Common Mistakes: Confusing dividend priority with liquidation priority.
2. Which of the following statements about voting rights of preference shareholders is correct?
easy
A. Preference shareholders have no voting rights except in certain special circumstances
B. Preference shareholders always have voting rights equal to equity shareholders
C. Preference shareholders have voting rights only in Annual General Meetings
D. Preference shareholders have voting rights only when dividends are paid

Solution

  1. Step 1: Understand voting rights

    The question tests the knowledge of voting rights associated with preference shares.
  2. Step 2: Analyze the options

    Generally, preference shareholders do not have voting rights. However, they may get voting rights in special cases such as when dividends are in arrears or during certain company resolutions.
  3. Final Answer:

    Preference shareholders have no voting rights except in certain special circumstances → Option A
  4. Quick Check:

    Preference shares voting rights = none except special cases ✅
Hint: Mnemonic: 'No Vote, But First Note' to remember no voting rights generally.
Common Mistakes: Assuming preference shareholders always have voting rights like equity shareholders.
3. In case of company liquidation, preference shareholders are entitled to:
easy
A. Receive payment after equity shareholders
B. Not receive any payment
C. Receive payment before equity shareholders
D. Receive payment only if equity shareholders agree

Solution

  1. Step 1: Identify liquidation rights

    The question tests the priority of capital repayment during liquidation between preference and equity shareholders.
  2. Step 2: Apply the concept

    Preference shareholders have preferential rights over equity shareholders in repayment of capital during liquidation, meaning they are paid before equity shareholders.
  3. Final Answer:

    Receive payment before equity shareholders → Option C
  4. Quick Check:

    Preference shares capital repayment priority = before equity shares ✅
Hint: Preference shares = Priority in dividend and capital repayment.
Common Mistakes: Confusing liquidation payment order between equity and preference shareholders.
4. Which type of preference shares ensures that unpaid dividends are carried forward to future years?
medium
A. Non-Cumulative Preference Shares
B. Redeemable Preference Shares
C. Cumulative Preference Shares
D. Convertible Preference Shares

Solution

  1. Step 1: Identify dividend treatment

    The question focuses on how unpaid dividends are handled under different types of preference shares.
  2. Step 2: Apply the concept

    Cumulative preference shares allow unpaid dividends to accumulate and be paid in future years before any equity dividend is declared.
  3. Final Answer:

    Cumulative Preference Shares → Option C
  4. Quick Check:

    Cumulative = unpaid dividends carried forward ✅
Hint: Cumulative = carry forward unpaid dividends.
Common Mistakes: Confusing redemption feature with dividend accumulation feature.
5. Cumulative preference shares differ from non-cumulative preference shares in that:
medium
A. Cumulative preference shares do not carry fixed dividend rates
B. Cumulative preference shares accumulate unpaid dividends for future payment
C. Non-cumulative preference shares accumulate unpaid dividends
D. Non-cumulative preference shares have voting rights

Solution

  1. Step 1: Understand dividend types

    The question tests the difference between cumulative and non-cumulative preference shares regarding dividend payments.
  2. Step 2: Apply definitions

    Cumulative preference shares accumulate unpaid dividends and pay them later.

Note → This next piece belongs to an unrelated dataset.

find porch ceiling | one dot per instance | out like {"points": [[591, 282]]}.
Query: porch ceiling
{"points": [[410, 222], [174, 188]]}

Non-cumulative preference shares do not accumulate unpaid dividends. Both types usually carry fixed dividend rates and generally do not have voting rights.
  3. Final Answer:

    Cumulative preference shares accumulate unpaid dividends for future payment → Option B
  4. Quick Check:

    Cumulative preference shares = accumulate unpaid dividends ✅
Hint: Cumulative = Carry forward unpaid dividends; Non-cumulative = No carry forward.
Common Mistakes: Mixing up cumulative and non-cumulative dividend features.